Summary of RISE Infrastructure Impacts in Makassar
Metric Direct Impact Indirect/Broad Impact
Resident Reach 1,400+ direct beneficiaries ~6,000 residents
Physical Assets Hundreds of toilets installed 3,000 sq meters of raised paths
Environmental Decentralized wetland filtration Improved drainage and flood risk reduction

This evidence-based approach is designed to influence city-wide policy. By proving a measurable link between community-led sanitation and improved health outcomes, the program provides a scalable argument for investing in climate-resilient infrastructure in informal settlements across the Global South.

The RISE team tracks environmental and health indicators to monitor how project interventions influence public health. Photo by WRI Ross Center Prize for Cities.

Scaling the Model for Global Urban Change

The implications of the Makassar project are already extending beyond Indonesia.
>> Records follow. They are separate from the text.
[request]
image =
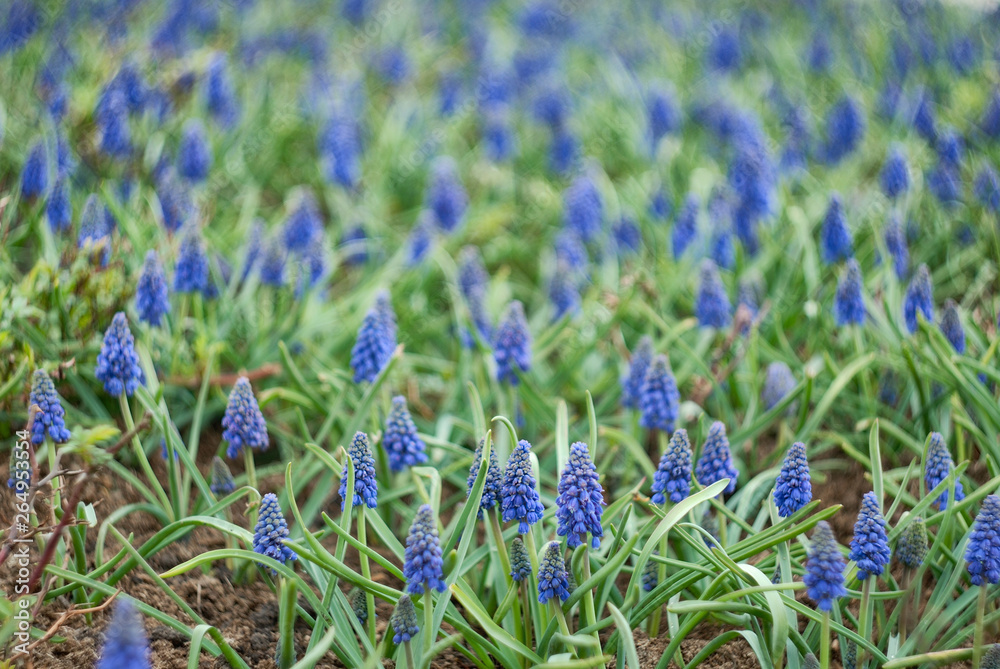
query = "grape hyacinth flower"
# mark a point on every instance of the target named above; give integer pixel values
(512, 345)
(835, 238)
(402, 445)
(716, 461)
(520, 563)
(824, 577)
(403, 620)
(151, 297)
(446, 196)
(912, 547)
(778, 382)
(951, 326)
(870, 546)
(49, 420)
(553, 579)
(793, 487)
(117, 363)
(194, 156)
(492, 490)
(126, 645)
(937, 468)
(270, 531)
(365, 483)
(581, 499)
(423, 566)
(243, 424)
(672, 478)
(849, 302)
(584, 208)
(919, 298)
(982, 555)
(519, 500)
(632, 382)
(712, 305)
(222, 479)
(191, 273)
(895, 175)
(659, 400)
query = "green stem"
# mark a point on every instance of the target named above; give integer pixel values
(367, 573)
(824, 642)
(140, 454)
(977, 643)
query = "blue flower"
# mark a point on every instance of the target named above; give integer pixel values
(303, 227)
(423, 566)
(58, 209)
(895, 242)
(243, 424)
(951, 326)
(686, 226)
(912, 546)
(895, 175)
(222, 479)
(194, 156)
(836, 242)
(339, 150)
(937, 468)
(271, 530)
(512, 345)
(778, 382)
(581, 499)
(446, 196)
(35, 175)
(824, 577)
(672, 478)
(982, 554)
(191, 272)
(849, 303)
(49, 420)
(519, 498)
(365, 483)
(845, 127)
(870, 546)
(125, 642)
(583, 208)
(633, 381)
(712, 305)
(919, 298)
(151, 296)
(793, 487)
(403, 620)
(520, 563)
(402, 444)
(659, 400)
(219, 95)
(553, 579)
(117, 363)
(493, 488)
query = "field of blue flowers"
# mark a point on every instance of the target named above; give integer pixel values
(499, 333)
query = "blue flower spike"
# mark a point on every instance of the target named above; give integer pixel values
(870, 545)
(423, 566)
(365, 483)
(580, 503)
(793, 488)
(519, 499)
(243, 424)
(672, 479)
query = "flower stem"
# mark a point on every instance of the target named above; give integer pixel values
(977, 643)
(367, 573)
(140, 454)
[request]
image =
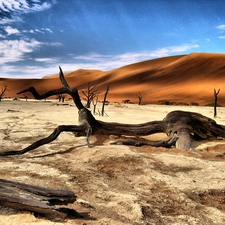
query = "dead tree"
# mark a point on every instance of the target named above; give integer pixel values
(215, 101)
(4, 89)
(95, 102)
(104, 100)
(139, 96)
(90, 94)
(61, 97)
(42, 201)
(181, 127)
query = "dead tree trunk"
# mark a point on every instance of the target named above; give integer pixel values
(215, 101)
(181, 127)
(40, 200)
(2, 93)
(139, 96)
(89, 96)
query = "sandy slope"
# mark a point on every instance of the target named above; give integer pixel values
(114, 184)
(185, 78)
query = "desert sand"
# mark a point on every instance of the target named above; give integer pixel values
(182, 79)
(114, 184)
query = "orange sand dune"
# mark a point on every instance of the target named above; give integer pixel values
(184, 78)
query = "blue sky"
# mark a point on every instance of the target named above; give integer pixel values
(36, 36)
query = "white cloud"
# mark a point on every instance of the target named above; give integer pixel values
(10, 30)
(221, 27)
(91, 61)
(40, 30)
(15, 50)
(17, 7)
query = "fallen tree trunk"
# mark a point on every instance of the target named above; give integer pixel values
(40, 200)
(181, 127)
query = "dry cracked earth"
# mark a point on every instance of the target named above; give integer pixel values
(114, 184)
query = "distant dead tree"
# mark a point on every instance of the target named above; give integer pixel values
(90, 94)
(139, 96)
(26, 97)
(4, 89)
(95, 102)
(104, 101)
(215, 101)
(181, 127)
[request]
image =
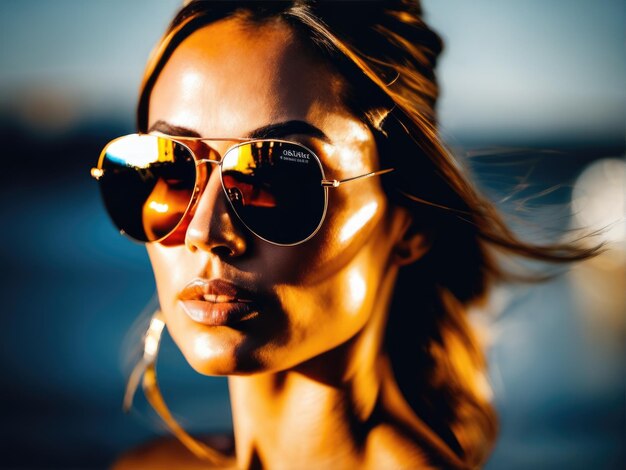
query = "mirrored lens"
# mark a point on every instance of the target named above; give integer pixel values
(275, 189)
(147, 184)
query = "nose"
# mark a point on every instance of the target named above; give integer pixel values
(212, 227)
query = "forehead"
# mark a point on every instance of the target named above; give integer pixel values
(231, 76)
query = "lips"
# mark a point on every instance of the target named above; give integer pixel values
(217, 302)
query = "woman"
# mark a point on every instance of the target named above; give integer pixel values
(310, 236)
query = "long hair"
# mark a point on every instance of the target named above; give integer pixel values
(387, 56)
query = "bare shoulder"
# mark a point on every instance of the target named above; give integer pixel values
(387, 446)
(167, 452)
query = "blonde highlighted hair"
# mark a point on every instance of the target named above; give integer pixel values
(387, 55)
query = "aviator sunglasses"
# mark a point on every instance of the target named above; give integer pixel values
(276, 188)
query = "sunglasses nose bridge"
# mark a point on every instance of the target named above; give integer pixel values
(211, 227)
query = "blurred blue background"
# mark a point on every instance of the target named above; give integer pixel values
(533, 94)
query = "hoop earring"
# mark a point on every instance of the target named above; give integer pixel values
(145, 371)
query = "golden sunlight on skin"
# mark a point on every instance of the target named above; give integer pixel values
(358, 221)
(322, 304)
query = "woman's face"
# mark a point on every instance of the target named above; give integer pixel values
(247, 305)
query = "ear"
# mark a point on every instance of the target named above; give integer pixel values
(412, 244)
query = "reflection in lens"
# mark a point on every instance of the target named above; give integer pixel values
(275, 189)
(147, 184)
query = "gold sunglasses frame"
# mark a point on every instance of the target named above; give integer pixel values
(98, 172)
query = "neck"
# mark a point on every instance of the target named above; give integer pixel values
(318, 412)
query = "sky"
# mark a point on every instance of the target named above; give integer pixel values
(510, 68)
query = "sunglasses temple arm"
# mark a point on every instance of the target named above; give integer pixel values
(336, 183)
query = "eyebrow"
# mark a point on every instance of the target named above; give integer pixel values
(276, 130)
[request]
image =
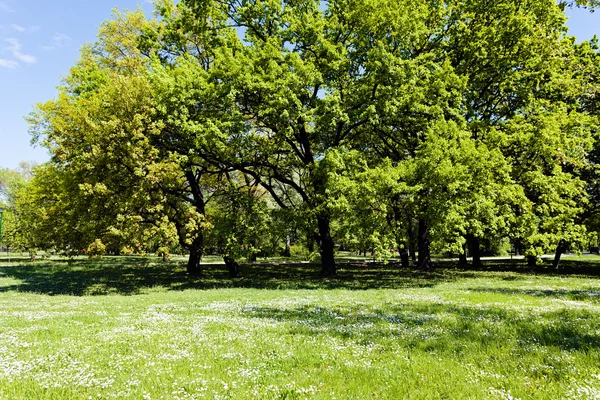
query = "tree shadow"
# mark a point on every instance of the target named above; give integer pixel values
(438, 327)
(134, 275)
(130, 276)
(574, 295)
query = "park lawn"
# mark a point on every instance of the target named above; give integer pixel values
(135, 328)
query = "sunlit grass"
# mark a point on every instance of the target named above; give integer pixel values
(135, 328)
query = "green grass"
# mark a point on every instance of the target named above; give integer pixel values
(135, 328)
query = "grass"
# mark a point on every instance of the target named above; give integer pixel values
(136, 328)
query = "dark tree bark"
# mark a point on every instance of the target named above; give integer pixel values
(561, 248)
(412, 242)
(326, 246)
(196, 252)
(232, 267)
(424, 262)
(404, 258)
(310, 243)
(288, 247)
(475, 250)
(531, 262)
(197, 246)
(462, 258)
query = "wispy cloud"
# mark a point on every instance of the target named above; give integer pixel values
(12, 64)
(59, 40)
(28, 29)
(14, 48)
(5, 8)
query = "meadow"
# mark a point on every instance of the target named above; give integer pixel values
(136, 328)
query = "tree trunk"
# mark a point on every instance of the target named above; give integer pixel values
(412, 243)
(462, 258)
(326, 246)
(196, 253)
(531, 262)
(404, 258)
(475, 251)
(310, 243)
(424, 262)
(288, 247)
(561, 248)
(232, 267)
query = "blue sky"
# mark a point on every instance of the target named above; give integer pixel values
(40, 41)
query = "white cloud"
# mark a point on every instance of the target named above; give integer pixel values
(29, 29)
(8, 63)
(14, 47)
(5, 8)
(59, 40)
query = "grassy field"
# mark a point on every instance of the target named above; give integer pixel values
(136, 328)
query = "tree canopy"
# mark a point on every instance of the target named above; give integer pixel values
(369, 125)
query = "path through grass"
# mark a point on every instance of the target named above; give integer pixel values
(128, 328)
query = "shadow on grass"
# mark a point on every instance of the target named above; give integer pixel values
(442, 327)
(129, 276)
(574, 295)
(133, 275)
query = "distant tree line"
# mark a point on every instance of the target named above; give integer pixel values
(253, 128)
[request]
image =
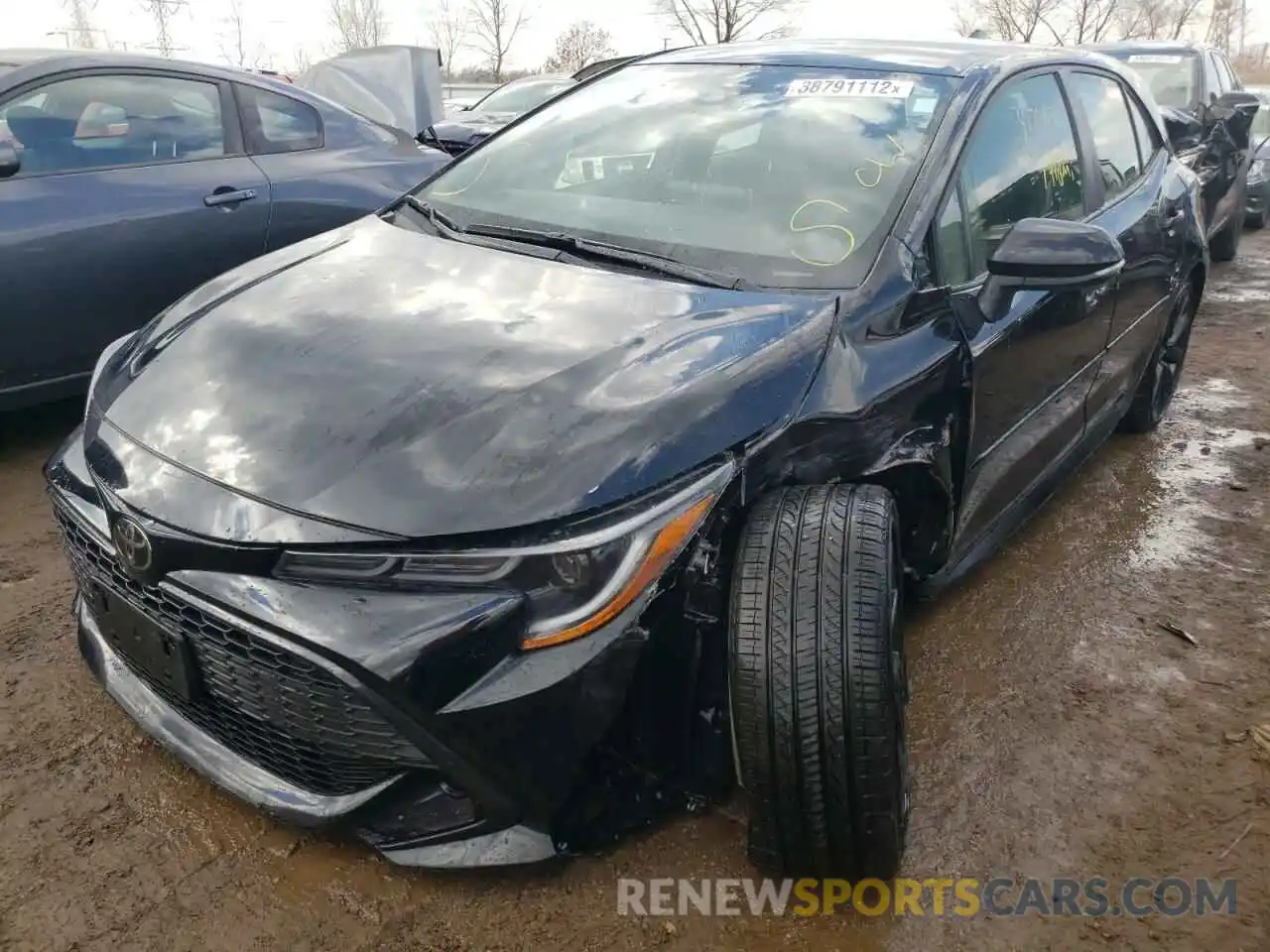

The city government has identified 30 additional informal settlements as priority sites for future upgrades, integrating RISE’s methods into long-term municipal planning and budgets.

Similar strategies are being adapted in Suva, Fiji, and are informing the Citarum Action Research Program in West Java, which focuses on sanitation for communities living along the heavily polluted Citarum River. The goal is to shift the global narrative from seeing informal settlements as “problems” to seeing them as laboratories for urban resilience.

The program’s success has gained international recognition; the Makassar project was named one of five finalists for the 2025-2026 WRI Ross Center Prize for Cities. The award celebrates initiatives that catalyze healthy cities, with the grand prize winner to be announced on April 20, 2026.

As the city of Makassar begins the transition of operations and maintenance to municipal staff, the project stands as a proof of concept: that when residents are treated as architects of their own environment, the resulting infrastructure is not only more effective but more enduring.

This report focuses on urban infrastructure and public health. For specific health concerns regarding waterborne illnesses, please consult a licensed medical professional or local health authority.